In very severe cases of coccidioidomycosis, the nervous system can be affected and there may be long-term damage. Sometimes people with weakened immune systems or other risk factors may develop chronic pneumonia or other severe symptoms. Sometimes in very severe cases of Valley Fever people will need respiratory supportive therapies or hospitalization. More than 40 percent of patients who get ill from Valley Fever may require hospitalization at some point, with an average cost of nearly $50,000 per hospital visit. Advanced Valley Fever can be fatal if not treated.

 

"Valley Fever is causing real health problems for many people living in the southwestern United States," said CDC Director Tom Frieden, M.D., M.P.H. "Because fungus particles spread through the air, it’s nearly impossible to completely avoid exposure to this fungus in these hardest-hit states. It’s important that people be aware of Valley Fever if they live in or have travelled to the southwest United States."

 

This recent increase in Valley Fever could be related to changes in weather, which could impact where the fungus grows and how much of it is circulating; higher numbers of new residents; or changes in the way the disease is detected and reported to the states or the CDC. More research is needed to understand why the number of reported cases of Valley Fever has increased. Between 1998 and 2011, Arizona and California had average increases in Valley Fever incidence of 16 and 13 percent per year, respectively.
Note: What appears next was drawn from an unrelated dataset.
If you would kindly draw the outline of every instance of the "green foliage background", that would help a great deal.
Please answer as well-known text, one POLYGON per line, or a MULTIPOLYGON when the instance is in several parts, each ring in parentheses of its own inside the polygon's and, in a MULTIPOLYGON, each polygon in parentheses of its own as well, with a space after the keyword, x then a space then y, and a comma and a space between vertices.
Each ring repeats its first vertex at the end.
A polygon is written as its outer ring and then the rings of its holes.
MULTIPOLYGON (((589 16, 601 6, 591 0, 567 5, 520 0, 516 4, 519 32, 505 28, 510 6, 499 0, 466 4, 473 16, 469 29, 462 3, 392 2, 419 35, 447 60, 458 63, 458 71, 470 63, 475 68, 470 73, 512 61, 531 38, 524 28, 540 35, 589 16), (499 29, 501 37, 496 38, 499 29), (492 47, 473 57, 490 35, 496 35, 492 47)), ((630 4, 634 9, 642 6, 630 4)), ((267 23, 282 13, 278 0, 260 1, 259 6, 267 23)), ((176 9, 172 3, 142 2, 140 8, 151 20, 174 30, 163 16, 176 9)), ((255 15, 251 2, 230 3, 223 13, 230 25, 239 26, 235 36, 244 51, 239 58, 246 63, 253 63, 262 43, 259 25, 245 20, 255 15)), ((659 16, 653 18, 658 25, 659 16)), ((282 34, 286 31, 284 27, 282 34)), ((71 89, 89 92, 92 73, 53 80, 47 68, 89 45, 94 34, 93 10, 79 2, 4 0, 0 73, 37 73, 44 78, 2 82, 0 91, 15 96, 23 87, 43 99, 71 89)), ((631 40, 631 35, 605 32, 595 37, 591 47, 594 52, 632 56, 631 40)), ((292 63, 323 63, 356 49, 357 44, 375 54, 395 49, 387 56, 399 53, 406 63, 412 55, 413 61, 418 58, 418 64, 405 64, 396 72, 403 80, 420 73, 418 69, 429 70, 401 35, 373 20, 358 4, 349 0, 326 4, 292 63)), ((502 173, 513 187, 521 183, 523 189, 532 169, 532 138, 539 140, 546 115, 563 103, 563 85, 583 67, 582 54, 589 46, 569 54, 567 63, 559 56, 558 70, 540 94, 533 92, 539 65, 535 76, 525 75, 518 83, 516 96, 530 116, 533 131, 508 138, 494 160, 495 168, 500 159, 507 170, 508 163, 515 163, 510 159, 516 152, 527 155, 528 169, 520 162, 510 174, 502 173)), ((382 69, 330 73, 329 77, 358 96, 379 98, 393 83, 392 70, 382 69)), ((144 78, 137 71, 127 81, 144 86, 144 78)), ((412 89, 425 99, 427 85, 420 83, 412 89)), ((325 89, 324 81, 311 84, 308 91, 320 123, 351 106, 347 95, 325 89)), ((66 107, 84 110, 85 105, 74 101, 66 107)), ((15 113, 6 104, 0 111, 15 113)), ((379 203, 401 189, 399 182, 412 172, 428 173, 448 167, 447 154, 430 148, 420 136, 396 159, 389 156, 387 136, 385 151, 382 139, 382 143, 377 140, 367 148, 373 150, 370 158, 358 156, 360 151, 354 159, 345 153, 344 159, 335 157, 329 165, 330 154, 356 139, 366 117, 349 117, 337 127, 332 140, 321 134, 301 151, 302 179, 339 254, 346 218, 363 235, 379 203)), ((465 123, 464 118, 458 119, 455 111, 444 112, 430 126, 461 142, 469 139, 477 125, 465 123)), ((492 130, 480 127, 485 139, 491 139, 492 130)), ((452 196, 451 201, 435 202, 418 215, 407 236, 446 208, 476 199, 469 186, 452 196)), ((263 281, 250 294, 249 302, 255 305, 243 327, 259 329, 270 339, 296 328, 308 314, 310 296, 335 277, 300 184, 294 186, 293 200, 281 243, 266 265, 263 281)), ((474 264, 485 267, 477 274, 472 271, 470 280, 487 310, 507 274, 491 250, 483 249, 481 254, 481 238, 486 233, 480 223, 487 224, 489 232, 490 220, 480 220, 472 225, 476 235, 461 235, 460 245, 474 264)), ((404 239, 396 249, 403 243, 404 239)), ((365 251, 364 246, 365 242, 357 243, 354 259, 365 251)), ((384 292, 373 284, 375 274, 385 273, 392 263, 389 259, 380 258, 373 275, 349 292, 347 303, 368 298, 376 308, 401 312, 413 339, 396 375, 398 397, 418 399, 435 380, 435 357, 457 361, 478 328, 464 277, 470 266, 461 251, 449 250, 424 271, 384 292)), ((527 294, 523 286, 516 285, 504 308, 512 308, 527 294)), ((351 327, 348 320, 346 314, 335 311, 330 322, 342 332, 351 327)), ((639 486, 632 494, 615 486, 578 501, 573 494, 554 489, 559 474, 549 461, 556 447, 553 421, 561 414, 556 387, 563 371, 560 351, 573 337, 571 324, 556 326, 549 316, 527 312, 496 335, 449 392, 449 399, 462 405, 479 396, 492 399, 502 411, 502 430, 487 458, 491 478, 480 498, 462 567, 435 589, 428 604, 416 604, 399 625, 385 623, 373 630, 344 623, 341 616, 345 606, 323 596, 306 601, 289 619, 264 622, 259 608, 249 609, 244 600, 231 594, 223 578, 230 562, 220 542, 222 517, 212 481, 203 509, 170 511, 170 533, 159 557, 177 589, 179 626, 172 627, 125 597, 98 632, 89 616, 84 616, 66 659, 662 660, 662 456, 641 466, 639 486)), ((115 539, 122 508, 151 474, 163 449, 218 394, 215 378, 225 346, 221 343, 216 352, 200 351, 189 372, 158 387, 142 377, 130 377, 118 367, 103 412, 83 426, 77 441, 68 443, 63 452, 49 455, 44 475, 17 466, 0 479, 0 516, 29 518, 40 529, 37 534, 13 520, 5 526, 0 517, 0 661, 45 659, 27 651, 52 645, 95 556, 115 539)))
The CDC has provided grants to these two states to study Valley Fever.

 

During this time period, nearly 112,000 cases of Valley Fever were reported from 28 states and Washington, D.C., but 66 percent of cases were in Arizona, 31 percent were in California, 1 percent were in Nevada, New Mexico, and Utah, and about 1 percent were in all other states combined.

 

"It’s difficult to say what’s causing the increase," said Benjamin J. Park, M.D., chief epidemiologist with the CDC’s Mycotic Diseases Branch. "This is a serious and costly disease and more research is needed on how to reduce its effects."

 

Doctors and patients should know that the symptoms of Valley Fever are very similar to flu or pneumonia symptoms and a lab test is the only way to tell if an illness is Valley Fever or not. Not everyone who gets Valley Fever needs treatment, but for people at risk for the more severe forms of the disease, early diagnosis and treatment is important. The best way to treat Valley Fever still needs to be studied, especially with the number of cases continuing to rise.